Côté ville, la salle des Formes émergentes donne sur la rue intérieure du bunker qui relie les différents éléments du projet Ville Port et s’ouvre largement sur l’espace public. L’agence LIN l’a dotée d’un revêtement de sol et d’un dispositif d’éclairage permanent constitué de 380 diodes électroluminescentes suspendues à 3,80 mètres au-dessus du sol. Au droit de l’alvéole 14, une cage d’escalier et d’ascenseur connecte cette rue intérieure au toit. La trémie a été découpée dans l’épaisseur de la toiture (4,50 mètres de béton !) grâce à un câble diamant. 

En vis-à-vis du LIFE, dans le volume des anciens magasins de la base, un deuxième équipement est implanté, le VIP, une scène des musiques actuelles. Dans une série de boîtes d’apparence légère, posées ou suspendues dans l’anfractuosité du bunker, s’ajoutent à une salle de concerts un bar, des studios d’enregistrement, quelques bureaux et un centre de ressources. Le contraste est saisissant entre, d’un côté la blancheur et la rugosité du bunker, et de l’autre la noirceur et l’abstraction des volumes insérés. On est à mille lieues de l’esthétique «à la Jules Verne » qui caractérise souvent ce genre d’endroit ; on a plutôt affaire ici à un registre dépouillé qui évoque l’art minimal des années soixante (Flavin, Judd, etc.). 

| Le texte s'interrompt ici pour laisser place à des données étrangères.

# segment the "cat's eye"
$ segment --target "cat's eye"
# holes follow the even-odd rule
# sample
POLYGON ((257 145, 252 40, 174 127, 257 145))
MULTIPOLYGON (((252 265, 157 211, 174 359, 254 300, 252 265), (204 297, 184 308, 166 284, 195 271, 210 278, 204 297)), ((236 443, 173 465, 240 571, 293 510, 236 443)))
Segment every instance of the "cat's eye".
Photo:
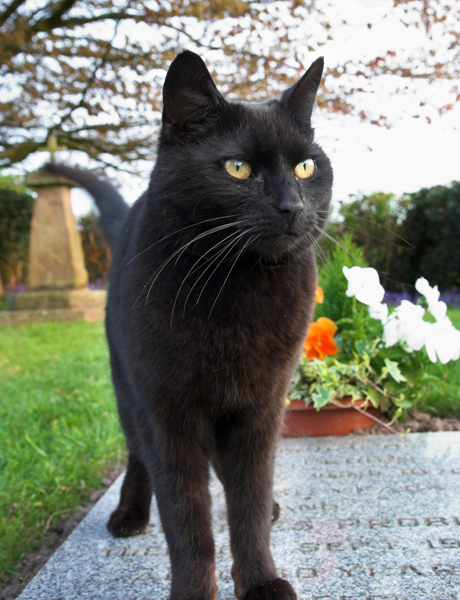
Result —
POLYGON ((315 172, 315 161, 312 158, 307 158, 307 160, 299 162, 294 172, 299 179, 308 179, 315 172))
POLYGON ((252 172, 251 165, 245 160, 231 158, 224 163, 227 173, 236 179, 247 179, 252 172))

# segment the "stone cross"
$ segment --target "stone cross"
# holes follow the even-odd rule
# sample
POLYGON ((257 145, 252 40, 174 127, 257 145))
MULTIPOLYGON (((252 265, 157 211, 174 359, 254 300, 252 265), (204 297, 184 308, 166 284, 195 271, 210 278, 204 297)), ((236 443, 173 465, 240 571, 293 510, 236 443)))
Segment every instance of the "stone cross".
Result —
POLYGON ((57 143, 57 137, 55 135, 50 135, 46 140, 46 146, 40 146, 38 149, 39 152, 49 152, 50 153, 50 161, 54 163, 54 155, 59 150, 67 150, 67 146, 59 146, 57 143))

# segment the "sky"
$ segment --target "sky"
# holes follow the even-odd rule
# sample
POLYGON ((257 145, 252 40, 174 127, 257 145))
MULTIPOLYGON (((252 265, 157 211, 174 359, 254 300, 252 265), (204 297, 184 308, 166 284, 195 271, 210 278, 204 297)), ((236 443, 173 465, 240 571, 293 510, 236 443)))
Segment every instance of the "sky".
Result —
MULTIPOLYGON (((426 46, 423 31, 404 27, 401 13, 392 8, 392 0, 318 2, 326 21, 340 24, 334 28, 334 39, 325 40, 320 48, 326 65, 383 56, 390 49, 416 59, 420 48, 426 46), (371 28, 368 23, 372 23, 371 28)), ((298 29, 295 31, 299 36, 298 29)), ((437 60, 443 59, 440 52, 437 60)), ((315 58, 317 55, 312 53, 311 61, 315 58)), ((358 108, 387 116, 389 128, 320 110, 314 114, 316 139, 334 169, 335 202, 347 201, 354 194, 400 195, 460 180, 460 103, 442 116, 438 112, 439 107, 451 102, 454 83, 435 82, 427 94, 426 81, 404 80, 407 89, 396 94, 391 93, 395 88, 391 77, 370 78, 356 97, 358 108), (420 103, 420 86, 425 86, 425 96, 429 97, 424 106, 420 103)), ((122 185, 120 191, 128 203, 134 202, 147 187, 148 176, 145 173, 144 177, 126 180, 122 185)), ((88 212, 92 202, 82 190, 73 190, 72 206, 79 215, 88 212)))

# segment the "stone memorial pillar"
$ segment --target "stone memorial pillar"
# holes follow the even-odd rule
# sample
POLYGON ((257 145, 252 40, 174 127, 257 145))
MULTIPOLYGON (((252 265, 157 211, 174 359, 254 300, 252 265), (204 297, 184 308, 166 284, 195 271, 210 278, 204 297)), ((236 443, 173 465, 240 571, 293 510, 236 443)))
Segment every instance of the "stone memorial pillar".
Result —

Le dernier acte du projet se joue sur le toit du bunker. Finn Geipel y a installé une plateforme d’observation et un dôme susceptible d’accueillir certaines activités du LIFE et du VIP. Tel un insecte sur le dos d’un mastodonte, ce dôme fait signal dans la ville et rend visible le renouveau de la base sous-marine. C’est une structure géodésique provenant de l’aéroport de Berlin-Tempelhof, où elle a servi de radar stratégique durant une vingtaine d’années. Les 298 triangles de son ossature en aluminium ont été démontés et acheminés à Saint-Nazaire, puis réassemblés à l’intérieur du bunker, avant que la structure soit enfin hissée sur son toit, en janvier 2007. 

Là encore, la fragilité et la légèreté du radôme (de radar et dôme) contrastent fortement avec le brutalisme et la masse imposante de la base. L’artificialité explicite de cette dernière structure, comme celle des interventions effectuées à l’intérieur, tend à donner au bunker le statut d’un paysage naturel et le rend ainsi plus acceptable dans le paysage urbain de Saint-Nazaire. C’est de la part de Finn Geipel, architecte allemand, une manière judicieuse de contribuer à la réconciliation des Nazairiens avec leur histoire.